The airline began exploring cloud computing as a platform for Qantas.com - which takes up to a million bookings every day - more than a year ago.
Taylor said the shift has now begun in earnest after he became "absolutely confident" that it would not fail once it was deployed.
Qantas sent an unspecified "vertical slice" of the website to the public cloud last year as part of a series of cloud proofs of concep
It followed the same execution procedure it would had it been deploying into its production environment, and later sent 100,000 hits to the application in three minutes to test for peak loads.
The successful results of the pilot propelled the airline to embrace public cloud more widely.
"We are moving qantas.com to the cloud right now," Taylor said. "We have got our first microservices in there - these have actually been deployed."
"We have gone from no test automation to almost 90 percent test automation."
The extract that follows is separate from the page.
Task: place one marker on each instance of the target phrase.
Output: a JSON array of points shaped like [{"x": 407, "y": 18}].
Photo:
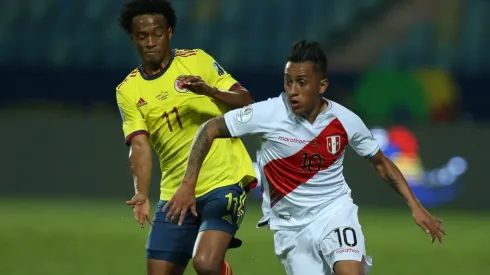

The transition will take Qantas from processing bookings batch by batch to watching the task proceed in real time, saving huge margins in terms of time and money.
"From me as an IT manager the line of sight governance that I get in real time with that platform is transformational," Taylor said.
Qantas.com joins other key functions the airline has opted to send to AWS, including the crunching of its route optimisation calculations, a process that once took four months to run.